Being more at a distance from the recording that McCoury made, Guthrie can afford herself a favorite. “I’ve always loved the lyric of ‘The Government Road,’” Nora says. “I’ve thought about doing something with it for a long time. It represents a portion of the population that we don’t usually think of as having ‘serious’ thoughts — thoughts about the government’s relationship with the people. When I heard Del’s version, I thought, ‘Wow, here’s Del’s voice, also the voice of a large population of our country saying and singing the government should do something — ‘build me a government road.’ … There’s nothing poetic about it. It’s a journal entry, the same way ‘This Land is Your Land’ is a journal entry. Those songs were written the same week. But he’d just come off the road. He lived it. ‘I went walking that ribbon of highway.’ Because he did; he was just on that road last week! And that’s what “Government Road” comes out of. He’d just seen a lot of bad roads.”

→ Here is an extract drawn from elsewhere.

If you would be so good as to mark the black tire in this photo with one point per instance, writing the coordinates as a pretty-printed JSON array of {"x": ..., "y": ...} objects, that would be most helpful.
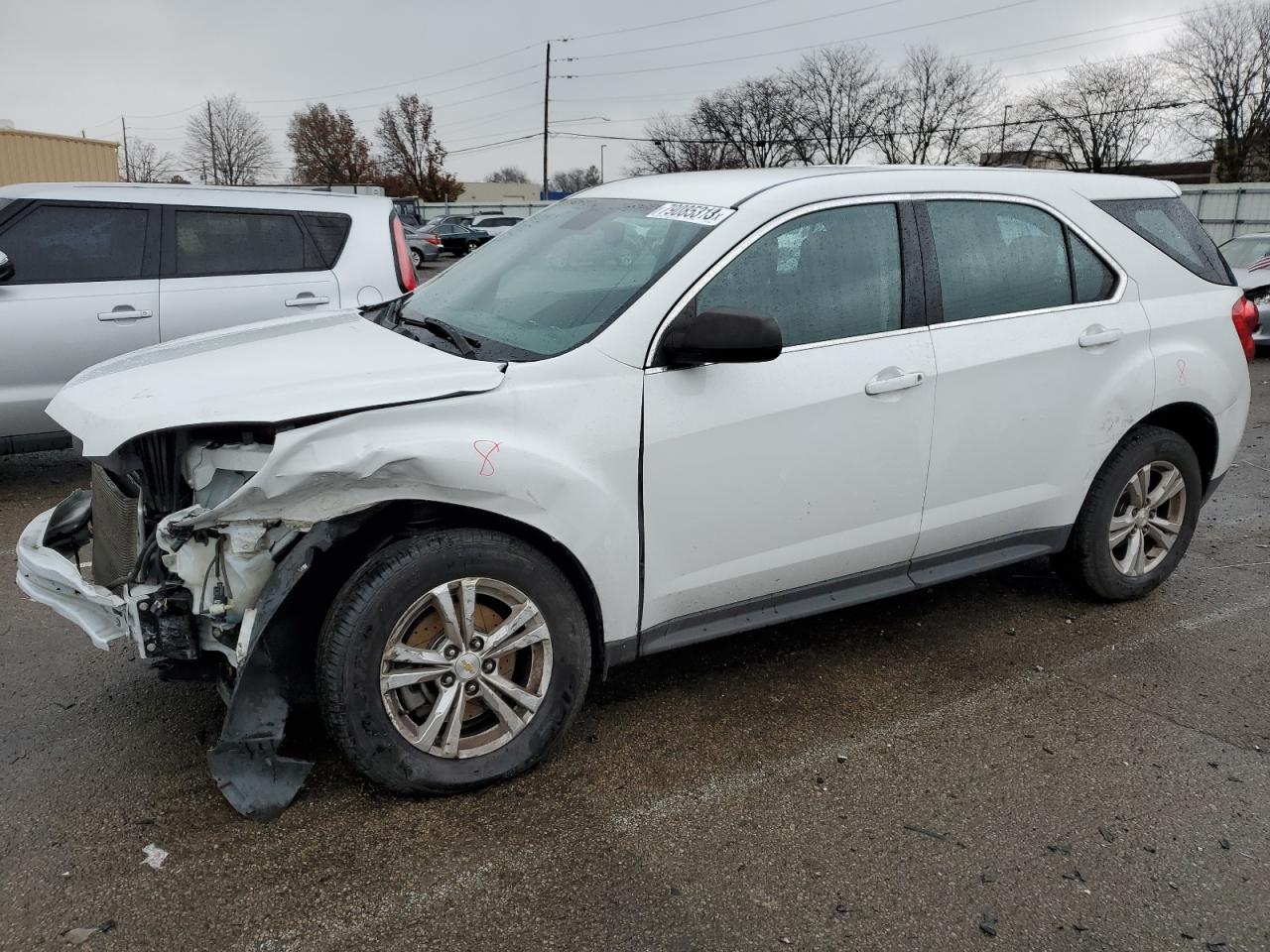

Again, the beauty and the power is in that simple first-person retelling. In “The Government Road,” you wait for the story of a just-released convict on a post-Depression era road project to take a turn toward political statement, because that’s what you think you know Guthrie to do. But the song never goes there. Instead, we just get his simple thoughts — let’s build this road, and when we’re done, we’ll build another one — and then it drives toward a joyous, sing-along chorus. It’s a lot like how we live: moment to moment, looking for that release of humanity.
A Changing Voice
As is true of much of bluegrass music, the sound of Del and Woody is mostly about the joy of life. Those sing-along choruses, the excellence of McCoury’s band, especially his voice, are transporting. Since its definition at mid-century as Bill Monroe incorporated the sound of Earl Scruggs and Lester Flatt into his Blue Grass Boys, the pure release of bluegrass has swept generations of Americans up, led us to the dance floor, helped us let go — McCoury included.
Listen to his beautiful wail on “Left in this World All Alone,” then go listen to something like 1968’s “Blue Yodel.” You’re hard pressed to say that voice has aged an iota. It’s remarkable and it’s precious, and you can still go out to an amphitheater or a festival this summer and hear it — the voice of America.
“My range has dropped a little,” McCoury says. I was strictly a tenor singer before I went to work for Bill Monroe.” His career began famously as a banjo picker-turned-guitar-player and vocalist in Monroe’s Blue Grass Boys, in the early ‘60s. “But I had to work on some lower notes when I sang for him,” he adds. “So that deepened me a little.”
Of course, that was 52 years ago. McCoury has a hard time accounting for the enduring quality of his voice: “Lots of people warm up, but I just never do. I get on stage and it pops and cracks and after a while it settles in. [laughs] All in all, it’s done me well.”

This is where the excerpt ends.